DA DISPENSA DE COMPARECIMENTO A AUDIÊNCIA INICIAL - Com lastro na RECOMENDAÇÃO do TST , encontrada na Recomendação nº 2/CGJT, de 23 de julho de 2013, que dipõe sobre a dispensabilidade de designação de audiência inicial aos processos em que a Fazenda Pública for parte, REQUERER , o Ente Público, A DISPENSA DE COMPARECIMENTO DA AUDIÊNCIA INAUGURAL, declarando e afirmando NESTE ATO a DESNECESSIDADE DE INTIMAÇÃO DOS ATOS PRATICADOS NA ASSENTADA , inclusive acerca da ciência da data designada para a audiência em prosseguimento ou de julgamento, a qual comparecerá, independente de intimação.

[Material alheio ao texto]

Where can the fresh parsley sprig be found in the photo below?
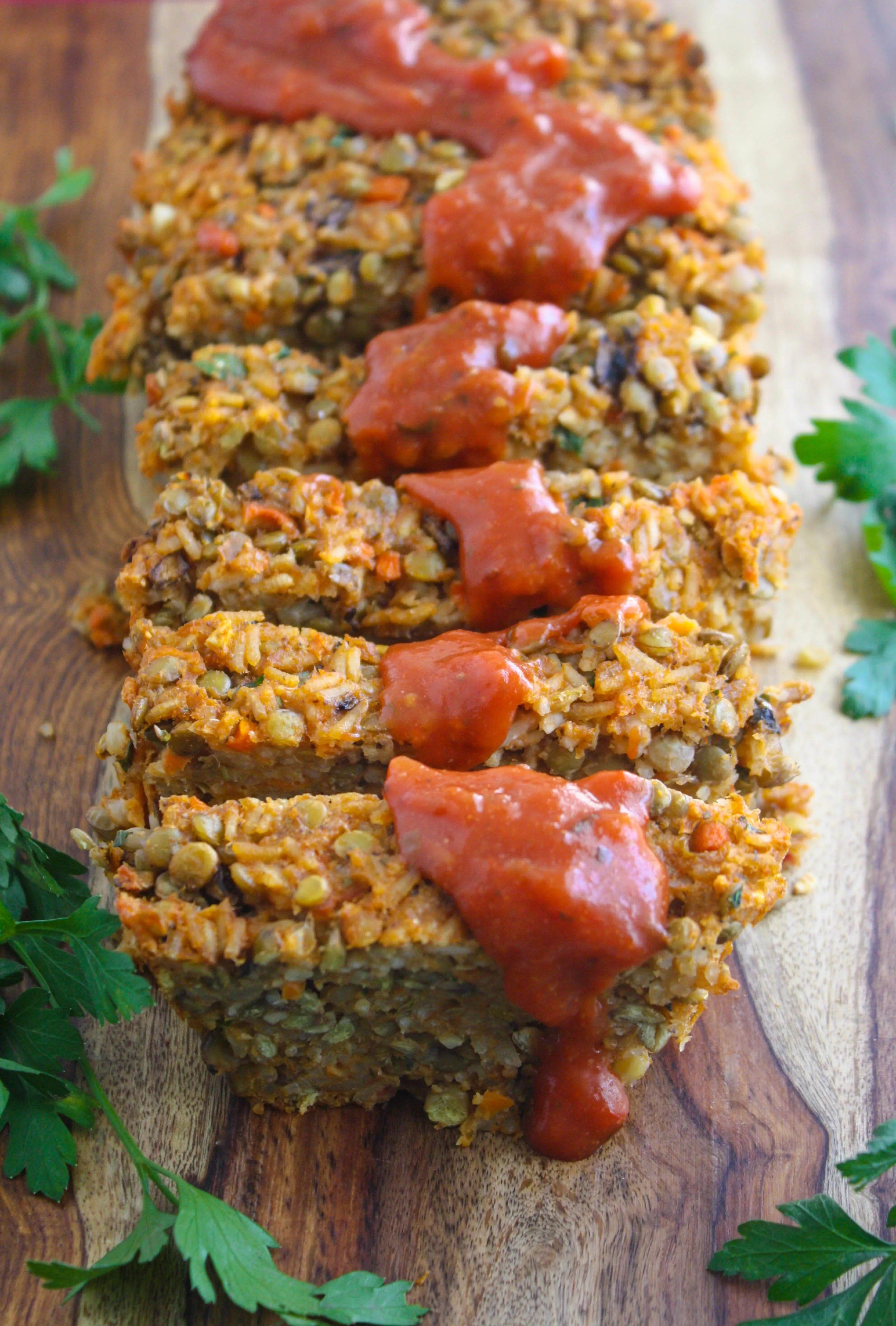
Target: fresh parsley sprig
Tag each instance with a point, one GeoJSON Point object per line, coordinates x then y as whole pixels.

NO MÉRITO - Neste tópico, demonstra-se a total ausência de responsabilidade do ente público demandado, para, em seguida, contestar cada um dos pedidos lançados na exordial.

DA NATUREZA JURÍDICA DO CONTRATO FIRMADO ENTRE O ESTADO DE PERNAMBUCO E A EMPRESA NomeE CONSERVAÇÃO EIRELI - Conforme pode-se ver no contrato em anexo, o Estado de Pernambuco firmou contrato para REALIZAÇÃO DE OBRAS, COMO INSTALAÇÃO ELÉTRICA, SERVIÇOS DE PINTURAS ENTRE OUTROS com a primeira Reclamada.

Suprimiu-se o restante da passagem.